Our website is now up and running and populated with 15 ‘proxy’ war stories (or hazards), taken from ethnographic studies of the deployment phase of systems design projects in the healthcare domain. These can be accessed via their titles but are also arranged according to the stage of deployment they arose in, for example, during ‘Database Build and Configuration’. The website is also interactive in that other academics or professionals in the working in the healthcare informatics domain can add their own war stories on-line. We are currently in a phase of evaluation and are taking steps to gain contributors. Given that the UK NHS is in the middle of a large programme of IT development and computerisation, we believe such a resource will be a useful means of sharing knowledge and experience.

Explanation

In most design projects numerous decisions are made that later turn out to be ‘non-optimal’, erroneous or mistaken. In the fullness of time developers realize that if they had known what they do now they would have done things differently. When considering organizational systems (large scale, complex, having a definite impact on organizational practices and operation) the process of design is also a process of learning about the different parts and practices of the organization and learning about the impacts of a design on those parts and practices. This means that unfortunately the required and desired knowledge of the organization is often only achieved at the end of a project. When considering the development of complex and/or large scale systems the possibilities of throwing the initial system away and starting again are often slim. Furthermore, project teams rarely stay together in entirety over the course of a single project, never mind across the development of two or more projects. In the NHS if projects are shelved, the subsequent system is likely to be built by another project team, from a different private company, configuring their own customizable-off-the-shelf (COTS) solution. Much of the learning of a previous project - in terms of documentation and expertise - is likely to be lost or out of date, as in this domain the technology, its envisaged role, and the working practices and procedures of the organizations change rapidly.
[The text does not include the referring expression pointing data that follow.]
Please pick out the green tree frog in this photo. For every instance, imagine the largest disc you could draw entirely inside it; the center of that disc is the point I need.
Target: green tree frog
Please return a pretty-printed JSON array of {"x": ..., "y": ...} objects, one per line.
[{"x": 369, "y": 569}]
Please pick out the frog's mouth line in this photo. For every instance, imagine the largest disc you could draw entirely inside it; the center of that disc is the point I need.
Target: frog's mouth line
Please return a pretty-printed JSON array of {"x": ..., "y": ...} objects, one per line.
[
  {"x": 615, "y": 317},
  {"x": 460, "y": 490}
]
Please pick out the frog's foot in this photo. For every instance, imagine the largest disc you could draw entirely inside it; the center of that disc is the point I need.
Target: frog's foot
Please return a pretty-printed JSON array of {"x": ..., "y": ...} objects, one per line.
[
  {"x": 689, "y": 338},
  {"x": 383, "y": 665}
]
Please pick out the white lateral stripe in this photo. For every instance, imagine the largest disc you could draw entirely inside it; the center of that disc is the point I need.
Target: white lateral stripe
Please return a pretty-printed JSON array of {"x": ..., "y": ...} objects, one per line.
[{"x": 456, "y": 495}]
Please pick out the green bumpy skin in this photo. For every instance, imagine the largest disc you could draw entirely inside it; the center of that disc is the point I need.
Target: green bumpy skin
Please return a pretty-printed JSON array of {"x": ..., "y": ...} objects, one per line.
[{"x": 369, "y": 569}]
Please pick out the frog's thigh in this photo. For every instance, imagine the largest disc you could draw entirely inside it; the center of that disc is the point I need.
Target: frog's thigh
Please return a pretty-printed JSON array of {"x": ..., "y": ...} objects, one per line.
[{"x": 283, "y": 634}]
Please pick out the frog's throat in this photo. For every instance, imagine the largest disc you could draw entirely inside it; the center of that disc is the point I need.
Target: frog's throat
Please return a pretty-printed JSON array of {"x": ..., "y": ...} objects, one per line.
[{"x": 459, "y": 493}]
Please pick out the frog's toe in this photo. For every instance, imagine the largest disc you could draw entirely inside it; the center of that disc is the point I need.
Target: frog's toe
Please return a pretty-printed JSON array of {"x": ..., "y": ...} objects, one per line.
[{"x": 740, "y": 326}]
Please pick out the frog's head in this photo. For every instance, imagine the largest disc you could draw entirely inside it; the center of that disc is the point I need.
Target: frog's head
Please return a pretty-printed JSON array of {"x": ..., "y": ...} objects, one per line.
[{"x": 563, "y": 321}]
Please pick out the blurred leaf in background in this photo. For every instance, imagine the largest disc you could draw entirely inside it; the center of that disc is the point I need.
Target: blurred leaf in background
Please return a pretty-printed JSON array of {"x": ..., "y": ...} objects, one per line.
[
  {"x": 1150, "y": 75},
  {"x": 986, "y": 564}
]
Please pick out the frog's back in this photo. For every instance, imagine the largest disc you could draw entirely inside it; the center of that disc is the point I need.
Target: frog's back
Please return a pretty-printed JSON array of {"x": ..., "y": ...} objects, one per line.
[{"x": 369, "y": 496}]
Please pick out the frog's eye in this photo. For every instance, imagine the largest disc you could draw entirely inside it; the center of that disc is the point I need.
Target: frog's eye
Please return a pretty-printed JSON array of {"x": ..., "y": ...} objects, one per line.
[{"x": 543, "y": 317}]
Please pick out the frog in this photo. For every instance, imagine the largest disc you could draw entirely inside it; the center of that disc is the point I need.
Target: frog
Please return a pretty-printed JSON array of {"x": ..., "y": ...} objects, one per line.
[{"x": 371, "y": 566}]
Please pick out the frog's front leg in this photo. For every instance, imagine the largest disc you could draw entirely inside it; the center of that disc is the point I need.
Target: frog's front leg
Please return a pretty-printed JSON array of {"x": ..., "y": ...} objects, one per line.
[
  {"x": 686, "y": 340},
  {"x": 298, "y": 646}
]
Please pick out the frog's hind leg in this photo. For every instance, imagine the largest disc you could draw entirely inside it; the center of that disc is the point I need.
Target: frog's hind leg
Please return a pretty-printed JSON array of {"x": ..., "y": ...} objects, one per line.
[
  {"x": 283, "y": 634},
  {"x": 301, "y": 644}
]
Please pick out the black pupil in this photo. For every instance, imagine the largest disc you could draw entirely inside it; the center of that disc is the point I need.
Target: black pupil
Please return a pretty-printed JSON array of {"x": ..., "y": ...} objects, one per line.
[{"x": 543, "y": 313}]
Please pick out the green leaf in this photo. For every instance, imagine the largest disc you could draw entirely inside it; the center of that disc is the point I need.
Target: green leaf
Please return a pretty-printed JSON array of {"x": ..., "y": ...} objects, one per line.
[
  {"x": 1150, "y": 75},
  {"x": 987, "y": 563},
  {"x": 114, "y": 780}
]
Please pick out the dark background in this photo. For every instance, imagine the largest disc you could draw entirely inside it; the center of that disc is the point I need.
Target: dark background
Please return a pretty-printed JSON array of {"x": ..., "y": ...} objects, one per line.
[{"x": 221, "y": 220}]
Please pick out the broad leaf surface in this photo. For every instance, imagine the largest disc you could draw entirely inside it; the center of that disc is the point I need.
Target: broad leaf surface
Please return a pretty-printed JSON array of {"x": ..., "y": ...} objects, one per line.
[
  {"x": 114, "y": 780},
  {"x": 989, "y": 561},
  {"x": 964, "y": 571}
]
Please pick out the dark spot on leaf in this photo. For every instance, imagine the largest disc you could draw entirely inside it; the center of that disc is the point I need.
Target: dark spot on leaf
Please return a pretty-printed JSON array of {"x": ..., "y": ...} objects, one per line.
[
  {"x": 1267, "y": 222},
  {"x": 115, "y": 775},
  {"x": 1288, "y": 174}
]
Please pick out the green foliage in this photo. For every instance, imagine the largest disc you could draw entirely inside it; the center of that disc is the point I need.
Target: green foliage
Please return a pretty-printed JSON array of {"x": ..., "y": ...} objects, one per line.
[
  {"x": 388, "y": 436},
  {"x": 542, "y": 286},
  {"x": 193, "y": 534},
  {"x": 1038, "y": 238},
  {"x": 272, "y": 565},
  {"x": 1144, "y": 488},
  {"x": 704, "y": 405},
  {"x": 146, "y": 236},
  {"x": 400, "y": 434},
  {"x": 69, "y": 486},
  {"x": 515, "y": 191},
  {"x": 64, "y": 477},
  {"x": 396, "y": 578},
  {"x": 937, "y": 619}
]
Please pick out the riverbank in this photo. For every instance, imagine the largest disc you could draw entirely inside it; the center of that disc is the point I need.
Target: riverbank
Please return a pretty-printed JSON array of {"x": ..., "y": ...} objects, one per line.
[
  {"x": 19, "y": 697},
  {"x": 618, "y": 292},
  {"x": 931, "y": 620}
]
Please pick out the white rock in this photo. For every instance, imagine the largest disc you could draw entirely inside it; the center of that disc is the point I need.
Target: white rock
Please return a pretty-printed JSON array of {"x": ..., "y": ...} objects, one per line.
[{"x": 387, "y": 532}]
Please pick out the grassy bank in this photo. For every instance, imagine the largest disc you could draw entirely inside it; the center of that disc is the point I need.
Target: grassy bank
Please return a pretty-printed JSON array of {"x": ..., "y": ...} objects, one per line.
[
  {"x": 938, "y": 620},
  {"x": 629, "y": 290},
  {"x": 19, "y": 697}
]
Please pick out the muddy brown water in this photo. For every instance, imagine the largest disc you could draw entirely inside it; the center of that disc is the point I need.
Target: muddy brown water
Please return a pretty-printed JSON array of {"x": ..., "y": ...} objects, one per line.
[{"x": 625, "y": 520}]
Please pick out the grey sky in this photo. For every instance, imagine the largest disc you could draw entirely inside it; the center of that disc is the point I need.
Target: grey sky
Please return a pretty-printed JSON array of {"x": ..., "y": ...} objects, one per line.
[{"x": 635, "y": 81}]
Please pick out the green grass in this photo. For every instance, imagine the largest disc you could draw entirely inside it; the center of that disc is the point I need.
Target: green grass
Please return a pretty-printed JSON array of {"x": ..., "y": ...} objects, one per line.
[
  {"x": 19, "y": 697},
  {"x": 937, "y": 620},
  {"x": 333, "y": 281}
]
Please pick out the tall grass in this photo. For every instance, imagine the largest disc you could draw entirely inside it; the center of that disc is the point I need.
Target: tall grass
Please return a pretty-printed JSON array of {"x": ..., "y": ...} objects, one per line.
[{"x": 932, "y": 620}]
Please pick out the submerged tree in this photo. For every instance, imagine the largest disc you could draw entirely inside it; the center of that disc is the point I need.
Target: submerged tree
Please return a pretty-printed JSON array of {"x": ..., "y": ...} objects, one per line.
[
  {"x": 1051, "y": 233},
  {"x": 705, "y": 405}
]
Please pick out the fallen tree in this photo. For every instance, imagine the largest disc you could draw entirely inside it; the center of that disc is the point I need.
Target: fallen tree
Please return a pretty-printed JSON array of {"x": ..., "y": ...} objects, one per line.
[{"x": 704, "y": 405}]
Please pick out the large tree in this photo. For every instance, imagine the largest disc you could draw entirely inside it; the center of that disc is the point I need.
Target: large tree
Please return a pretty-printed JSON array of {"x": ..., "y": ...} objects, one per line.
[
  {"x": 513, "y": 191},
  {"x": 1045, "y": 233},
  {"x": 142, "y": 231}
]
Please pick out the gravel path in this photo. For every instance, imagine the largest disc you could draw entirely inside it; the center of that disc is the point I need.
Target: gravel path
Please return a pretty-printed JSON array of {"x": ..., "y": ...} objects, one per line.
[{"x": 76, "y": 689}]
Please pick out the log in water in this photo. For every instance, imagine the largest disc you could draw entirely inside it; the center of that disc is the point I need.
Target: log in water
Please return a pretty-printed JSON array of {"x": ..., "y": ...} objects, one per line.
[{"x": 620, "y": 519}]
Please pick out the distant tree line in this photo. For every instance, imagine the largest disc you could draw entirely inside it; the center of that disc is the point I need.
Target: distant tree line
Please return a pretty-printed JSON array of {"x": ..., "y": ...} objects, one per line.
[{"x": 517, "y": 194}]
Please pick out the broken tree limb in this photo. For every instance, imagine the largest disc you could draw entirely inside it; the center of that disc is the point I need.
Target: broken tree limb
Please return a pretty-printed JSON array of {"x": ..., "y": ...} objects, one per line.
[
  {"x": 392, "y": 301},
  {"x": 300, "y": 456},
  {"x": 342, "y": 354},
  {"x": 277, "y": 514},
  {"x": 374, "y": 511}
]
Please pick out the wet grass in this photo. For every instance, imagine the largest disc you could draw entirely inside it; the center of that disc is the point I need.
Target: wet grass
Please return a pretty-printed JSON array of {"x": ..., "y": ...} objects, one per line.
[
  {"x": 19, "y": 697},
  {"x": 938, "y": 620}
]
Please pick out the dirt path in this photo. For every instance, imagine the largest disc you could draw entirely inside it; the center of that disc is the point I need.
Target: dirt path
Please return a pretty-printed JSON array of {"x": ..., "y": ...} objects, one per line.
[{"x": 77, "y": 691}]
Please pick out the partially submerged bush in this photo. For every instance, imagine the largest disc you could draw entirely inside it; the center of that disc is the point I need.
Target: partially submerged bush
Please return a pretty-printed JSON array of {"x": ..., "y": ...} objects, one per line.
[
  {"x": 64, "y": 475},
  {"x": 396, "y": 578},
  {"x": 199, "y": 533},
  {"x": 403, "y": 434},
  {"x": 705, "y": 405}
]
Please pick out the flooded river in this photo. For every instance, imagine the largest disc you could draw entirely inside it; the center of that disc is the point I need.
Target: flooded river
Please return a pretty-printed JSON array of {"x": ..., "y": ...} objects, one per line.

Of course, organizations do learn through their own experiences, however, timeliness can be an issue. The question of how much of what is learnt in hindsight can be put to good use in the future is an open one. However, since there is no ‘silver bullet’ of a design method or process – there may be better ways of doing things on a particular project, a more suitable COTS system to buy, more expert designers and programmers to employ, etc., but still no sure fire route to success – previously acquired knowledge and experience will necessarily play an integral part in design and development. Based on this idea we wanted to build a ‘war stories’ website for developers of healthcare systems to effectively share their expertise and experiences to help avoid some of the pitfalls of previous projects and to share their knowledge of development problems and possible solutions.

Guidance
The ‘war stories’ website is a fairly straightforward to use as an informational resource. Users can browse the stories, accessing them by name directly or through the stage in deployment that they arose. We recommend that it is worthwhile to browse the whole list if the user is involved in a healthcare design project as this will hopefully give them an idea of some of the pitfalls that may threaten the project success, or the timely delivery of the system, or that may turn out to be harder tasks than envisaged, and so forth.

Secondly, in terms of contributing ‘war stories’, we are looking for contributors to provide a narrative description of some problem or hazard that has arisen during the deployment of a healthcare information system. Our war stories should provide a template for further contribution. Currently they have a title, are connected to a phase of deployment, are around 100-300 words in length and also have a solution section that details how the problem was dealt with. A simple on-line form is provided for recording this information.